Always keep your workspace tidy

On the tools

Joining the Pedal House as the head mechanic, I undertook the industry-standard Cytech training. Rather than being sent away for the course, I was lucky enough to have one of their trainers conduct a week-long session of one-to-one training in my workshop.

Before being formally trained, I had been working on bikes since I could reach my dad's tools on his workbench. As a small independent farmer, he brought me up with a strong sense of technical understanding. Rebuilding farming equipment helped me visualise how things work and identify areas of concern.

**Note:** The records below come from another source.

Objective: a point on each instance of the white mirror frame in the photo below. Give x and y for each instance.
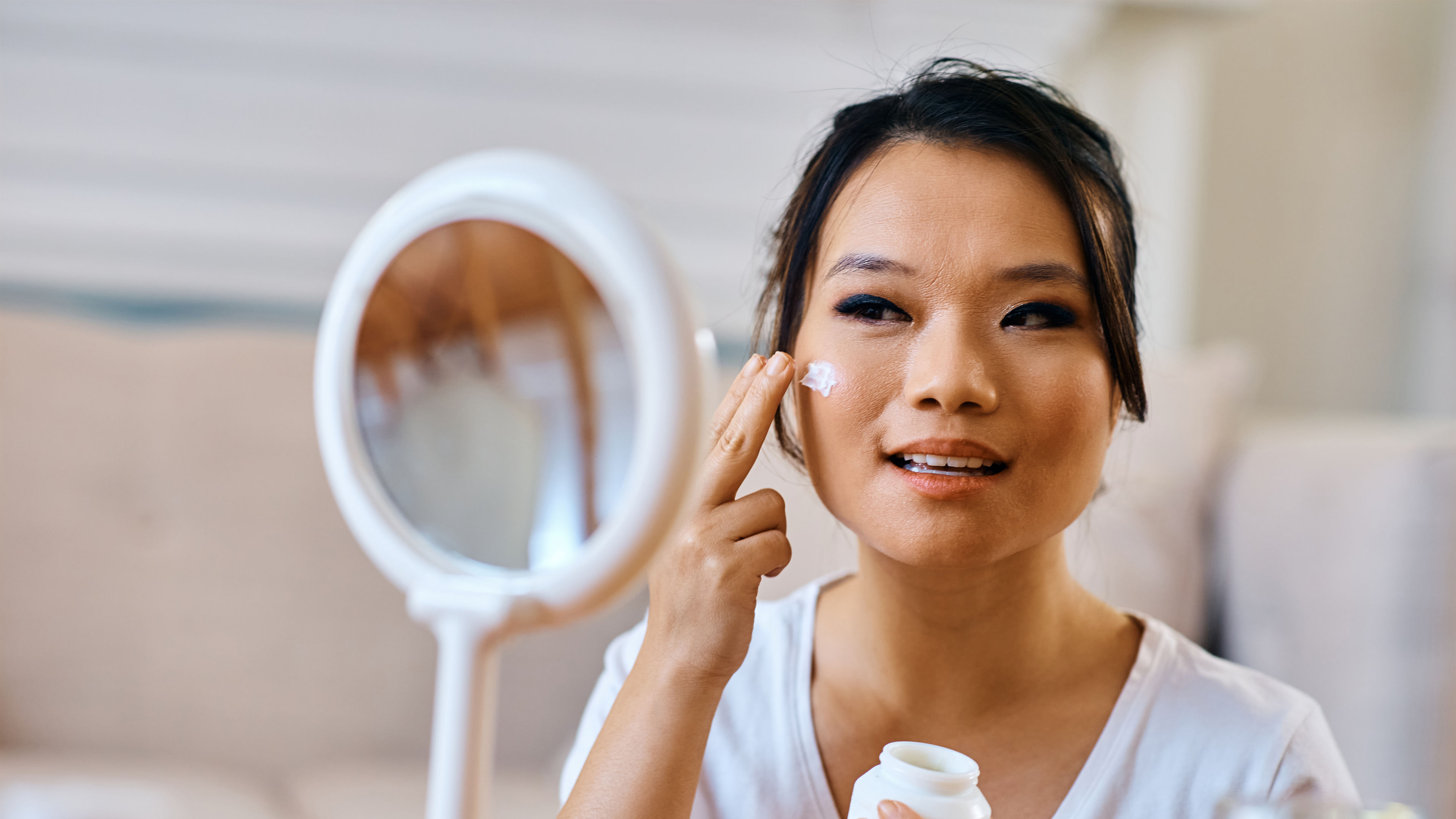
(472, 610)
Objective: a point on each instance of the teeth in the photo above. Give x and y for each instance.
(948, 461)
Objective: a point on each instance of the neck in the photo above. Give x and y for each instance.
(973, 636)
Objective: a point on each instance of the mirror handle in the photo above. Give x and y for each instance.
(462, 742)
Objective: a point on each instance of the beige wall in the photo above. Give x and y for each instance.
(1315, 126)
(177, 581)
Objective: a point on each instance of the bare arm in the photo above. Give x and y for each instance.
(702, 591)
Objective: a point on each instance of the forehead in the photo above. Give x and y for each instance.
(925, 203)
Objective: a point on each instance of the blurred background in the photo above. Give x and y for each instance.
(187, 629)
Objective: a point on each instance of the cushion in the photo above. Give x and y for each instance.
(62, 786)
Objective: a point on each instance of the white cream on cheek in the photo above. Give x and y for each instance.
(820, 378)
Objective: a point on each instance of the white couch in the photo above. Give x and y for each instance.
(188, 630)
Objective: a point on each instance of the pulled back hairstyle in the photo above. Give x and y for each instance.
(963, 104)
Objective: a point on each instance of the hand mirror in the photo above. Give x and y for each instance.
(507, 397)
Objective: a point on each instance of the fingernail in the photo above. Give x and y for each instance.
(892, 810)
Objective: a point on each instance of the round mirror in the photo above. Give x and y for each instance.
(494, 397)
(507, 395)
(482, 395)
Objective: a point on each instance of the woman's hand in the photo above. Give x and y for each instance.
(704, 588)
(892, 810)
(705, 584)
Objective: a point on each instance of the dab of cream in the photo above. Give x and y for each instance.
(820, 378)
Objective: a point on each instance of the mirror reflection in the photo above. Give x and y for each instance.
(494, 395)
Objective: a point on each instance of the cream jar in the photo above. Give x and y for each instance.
(934, 781)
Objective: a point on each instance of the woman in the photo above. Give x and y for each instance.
(954, 275)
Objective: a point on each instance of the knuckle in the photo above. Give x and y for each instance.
(734, 442)
(775, 499)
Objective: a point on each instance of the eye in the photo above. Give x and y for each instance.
(1039, 315)
(871, 308)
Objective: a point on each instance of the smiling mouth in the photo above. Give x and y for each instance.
(946, 465)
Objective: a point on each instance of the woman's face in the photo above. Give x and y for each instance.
(950, 297)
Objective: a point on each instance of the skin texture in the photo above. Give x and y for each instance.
(963, 626)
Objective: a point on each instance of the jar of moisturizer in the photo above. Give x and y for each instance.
(934, 781)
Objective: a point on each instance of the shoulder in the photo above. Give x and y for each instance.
(1232, 725)
(1224, 697)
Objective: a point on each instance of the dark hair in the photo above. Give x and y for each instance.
(959, 102)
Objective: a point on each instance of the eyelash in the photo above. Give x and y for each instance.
(1053, 315)
(870, 308)
(873, 308)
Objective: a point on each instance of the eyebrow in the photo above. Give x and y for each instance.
(1046, 273)
(1034, 273)
(868, 263)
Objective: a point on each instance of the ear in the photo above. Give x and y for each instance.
(1117, 410)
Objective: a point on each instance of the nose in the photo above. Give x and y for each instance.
(950, 372)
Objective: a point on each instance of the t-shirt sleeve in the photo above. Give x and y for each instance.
(618, 662)
(1312, 766)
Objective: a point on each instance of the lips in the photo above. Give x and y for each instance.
(947, 470)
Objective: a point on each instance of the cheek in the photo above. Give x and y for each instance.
(833, 429)
(1068, 404)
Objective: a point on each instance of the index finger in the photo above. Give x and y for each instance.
(734, 399)
(742, 439)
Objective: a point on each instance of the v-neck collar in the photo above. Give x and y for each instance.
(1110, 744)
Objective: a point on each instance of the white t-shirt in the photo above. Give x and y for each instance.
(1187, 731)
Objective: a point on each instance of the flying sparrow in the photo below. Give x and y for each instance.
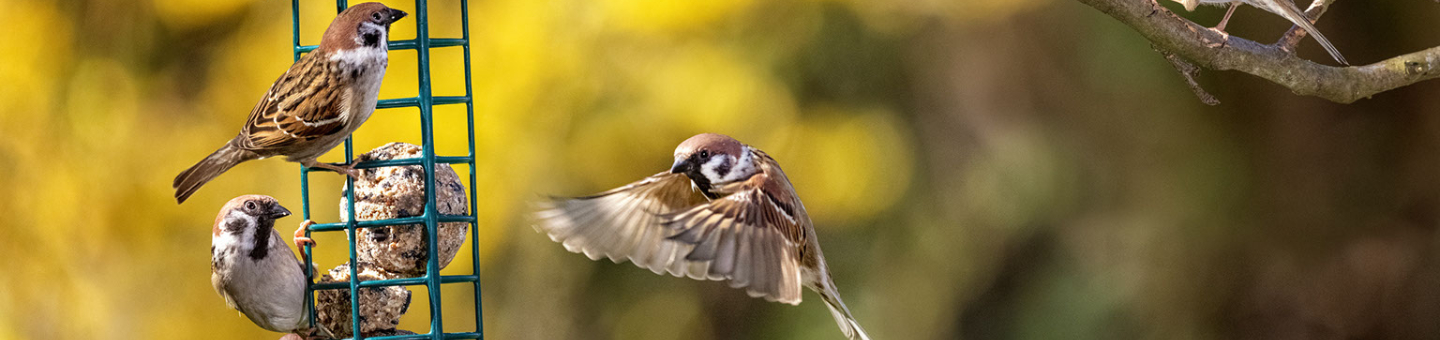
(1282, 7)
(252, 268)
(725, 211)
(316, 104)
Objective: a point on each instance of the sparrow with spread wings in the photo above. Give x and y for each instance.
(314, 105)
(725, 212)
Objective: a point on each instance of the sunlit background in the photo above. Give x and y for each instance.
(978, 169)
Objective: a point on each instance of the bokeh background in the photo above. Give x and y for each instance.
(979, 169)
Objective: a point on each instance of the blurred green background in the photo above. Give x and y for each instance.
(979, 169)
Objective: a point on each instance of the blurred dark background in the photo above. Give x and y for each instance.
(982, 169)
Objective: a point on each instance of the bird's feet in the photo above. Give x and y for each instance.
(347, 169)
(1220, 28)
(1224, 38)
(300, 235)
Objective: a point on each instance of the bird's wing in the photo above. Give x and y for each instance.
(752, 238)
(304, 104)
(624, 224)
(225, 291)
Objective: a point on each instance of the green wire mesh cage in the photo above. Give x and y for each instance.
(431, 218)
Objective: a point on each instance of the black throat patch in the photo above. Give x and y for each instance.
(262, 228)
(372, 39)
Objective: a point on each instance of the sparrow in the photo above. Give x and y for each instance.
(1282, 7)
(316, 104)
(723, 212)
(254, 270)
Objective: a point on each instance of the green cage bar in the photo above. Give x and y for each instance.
(432, 280)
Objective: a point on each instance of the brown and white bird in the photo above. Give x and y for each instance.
(725, 211)
(316, 104)
(254, 270)
(1280, 7)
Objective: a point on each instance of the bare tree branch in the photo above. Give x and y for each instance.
(1190, 71)
(1194, 42)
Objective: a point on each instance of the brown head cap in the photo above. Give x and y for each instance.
(254, 205)
(346, 30)
(710, 143)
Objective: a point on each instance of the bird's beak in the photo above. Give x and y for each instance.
(396, 15)
(681, 166)
(280, 212)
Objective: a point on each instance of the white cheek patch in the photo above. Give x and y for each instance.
(235, 239)
(709, 169)
(739, 169)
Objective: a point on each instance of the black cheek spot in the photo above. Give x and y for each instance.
(372, 39)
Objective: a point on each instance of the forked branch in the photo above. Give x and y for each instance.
(1187, 39)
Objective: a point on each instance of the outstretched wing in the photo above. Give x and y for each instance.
(304, 104)
(753, 238)
(624, 224)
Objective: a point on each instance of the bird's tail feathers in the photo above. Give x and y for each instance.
(1298, 16)
(208, 169)
(843, 317)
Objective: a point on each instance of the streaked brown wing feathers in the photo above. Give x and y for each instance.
(306, 104)
(624, 224)
(746, 239)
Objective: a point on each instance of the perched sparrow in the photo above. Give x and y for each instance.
(1282, 7)
(252, 268)
(725, 211)
(314, 105)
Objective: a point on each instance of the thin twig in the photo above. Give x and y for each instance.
(1350, 84)
(1188, 71)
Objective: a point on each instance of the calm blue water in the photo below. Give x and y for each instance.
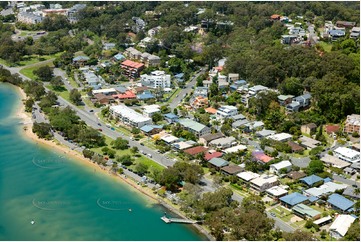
(67, 200)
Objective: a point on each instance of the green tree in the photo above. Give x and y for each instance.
(157, 117)
(75, 96)
(315, 166)
(43, 130)
(120, 144)
(44, 73)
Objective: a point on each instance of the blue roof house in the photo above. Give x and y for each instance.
(311, 180)
(171, 118)
(339, 202)
(293, 199)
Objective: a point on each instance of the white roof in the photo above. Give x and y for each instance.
(104, 90)
(247, 175)
(129, 113)
(321, 220)
(282, 164)
(342, 223)
(280, 136)
(328, 187)
(276, 191)
(334, 161)
(346, 152)
(260, 181)
(235, 148)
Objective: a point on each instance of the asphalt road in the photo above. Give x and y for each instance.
(94, 122)
(178, 99)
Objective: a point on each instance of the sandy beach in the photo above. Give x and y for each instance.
(150, 196)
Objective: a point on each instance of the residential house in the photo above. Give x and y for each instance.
(169, 139)
(323, 221)
(309, 143)
(196, 150)
(156, 79)
(347, 154)
(296, 175)
(182, 145)
(332, 161)
(231, 170)
(281, 137)
(149, 60)
(352, 124)
(325, 189)
(351, 193)
(236, 148)
(299, 102)
(108, 46)
(284, 99)
(277, 168)
(207, 83)
(247, 176)
(171, 118)
(129, 117)
(29, 18)
(151, 129)
(131, 69)
(80, 60)
(153, 31)
(212, 154)
(102, 99)
(264, 182)
(311, 180)
(276, 192)
(306, 212)
(309, 128)
(332, 129)
(293, 199)
(150, 110)
(259, 156)
(340, 203)
(118, 57)
(289, 39)
(73, 12)
(132, 53)
(336, 34)
(218, 163)
(240, 123)
(295, 147)
(345, 24)
(226, 112)
(355, 33)
(232, 77)
(224, 142)
(205, 139)
(301, 162)
(200, 91)
(341, 225)
(199, 102)
(194, 127)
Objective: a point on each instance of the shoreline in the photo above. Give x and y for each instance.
(150, 197)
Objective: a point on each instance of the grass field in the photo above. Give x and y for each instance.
(28, 71)
(327, 47)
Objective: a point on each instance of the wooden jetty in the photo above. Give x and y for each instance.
(177, 220)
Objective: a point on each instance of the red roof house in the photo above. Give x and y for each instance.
(196, 150)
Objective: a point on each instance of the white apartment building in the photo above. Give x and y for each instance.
(129, 117)
(157, 79)
(347, 154)
(226, 112)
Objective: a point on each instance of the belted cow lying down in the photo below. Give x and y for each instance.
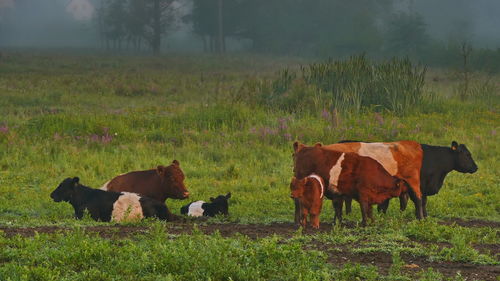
(309, 193)
(218, 205)
(350, 174)
(108, 205)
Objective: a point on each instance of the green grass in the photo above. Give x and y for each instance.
(55, 110)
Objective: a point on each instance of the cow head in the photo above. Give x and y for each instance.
(297, 187)
(220, 204)
(463, 159)
(66, 190)
(173, 180)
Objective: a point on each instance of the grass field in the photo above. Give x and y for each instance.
(96, 117)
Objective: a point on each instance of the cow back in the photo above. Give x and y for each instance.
(146, 183)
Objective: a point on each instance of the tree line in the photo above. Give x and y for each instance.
(317, 27)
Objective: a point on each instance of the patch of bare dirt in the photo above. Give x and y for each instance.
(338, 254)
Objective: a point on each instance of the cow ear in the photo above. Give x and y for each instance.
(160, 170)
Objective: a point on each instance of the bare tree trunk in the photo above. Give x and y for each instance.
(205, 47)
(220, 34)
(156, 27)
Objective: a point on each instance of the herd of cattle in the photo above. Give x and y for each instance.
(370, 173)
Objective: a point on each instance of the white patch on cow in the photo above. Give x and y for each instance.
(105, 186)
(195, 209)
(127, 208)
(335, 173)
(380, 152)
(320, 180)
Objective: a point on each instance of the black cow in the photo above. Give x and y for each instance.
(437, 163)
(108, 205)
(216, 206)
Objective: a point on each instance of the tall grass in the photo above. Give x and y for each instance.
(350, 85)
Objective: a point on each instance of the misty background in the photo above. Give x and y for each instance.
(432, 31)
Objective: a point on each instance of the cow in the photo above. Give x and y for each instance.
(218, 205)
(359, 177)
(108, 205)
(438, 162)
(160, 183)
(309, 192)
(402, 159)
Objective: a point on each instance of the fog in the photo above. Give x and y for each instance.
(288, 27)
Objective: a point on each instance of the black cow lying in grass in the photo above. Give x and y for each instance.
(108, 205)
(216, 206)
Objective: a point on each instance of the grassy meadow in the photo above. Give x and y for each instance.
(95, 117)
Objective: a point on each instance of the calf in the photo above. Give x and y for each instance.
(160, 183)
(437, 162)
(108, 205)
(216, 206)
(350, 174)
(309, 193)
(402, 159)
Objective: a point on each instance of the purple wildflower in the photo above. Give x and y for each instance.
(4, 129)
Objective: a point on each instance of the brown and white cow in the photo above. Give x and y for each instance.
(402, 159)
(309, 193)
(160, 183)
(359, 177)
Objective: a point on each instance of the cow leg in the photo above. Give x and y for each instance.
(424, 205)
(348, 205)
(303, 219)
(364, 212)
(415, 194)
(337, 206)
(78, 212)
(370, 213)
(382, 207)
(297, 210)
(418, 204)
(403, 201)
(314, 218)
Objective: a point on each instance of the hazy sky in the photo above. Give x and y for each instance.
(69, 22)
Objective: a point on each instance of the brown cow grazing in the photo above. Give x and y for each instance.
(309, 192)
(350, 174)
(160, 183)
(402, 159)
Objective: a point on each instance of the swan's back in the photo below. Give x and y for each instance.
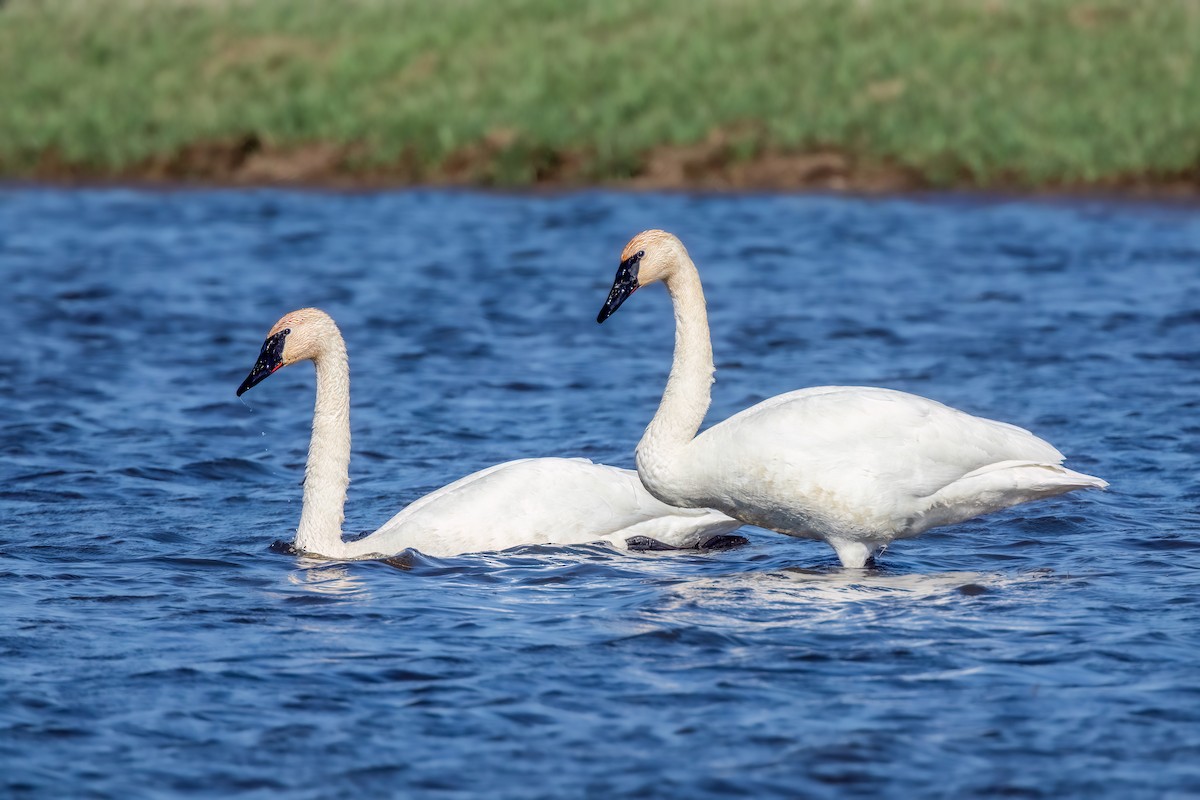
(870, 459)
(543, 501)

My first complete bike build was in 2007, where I was lucky enough to get my hands on one of the first deliveries of the SRAM Force groupset. Since that confidence-building first bike, I have been maintaining my own bikes from a home workshop. Every cable change was a lesson and an opportunity to improve my understanding of how these machines work.

One area I had always wanted to experiment in was wheel building—the understanding of how the spokes work in unison, pulling the rim into place, providing strength and security.

Wheel building

Back to the classroom I went, and not long after I was building custom wheels to customer specifications. Testing different hub and rim combinations, lacing patterns, and finding that perfect wheel became an obsession. There's something deeply satisfying about the progression from a pile of parts to a perfectly tensioned, true wheel.

Working with my close friend Andrew Keedle, we decided to try and put together one of those clever bike build montage clips. I provided the material and Andrew provided the output.

Over five years in the bike shop, I developed the ability to identify bottom brackets from a social distance, diagnose shifting issues by sound, and understand the subtle differences between group set generations.

Working primarily with Italian brands meant exposure to some of the finest engineering in cycling—Campagnolo, Pinarello, and other high-end marques that demand precision and attention to detail.

Workshop

The technical understanding that started on the farm, refined through web development's logical problem-solving, found perhaps its purest expression in bicycle mechanics—where engineering, physics, and craftsmanship meet in perfect mechanical harmony.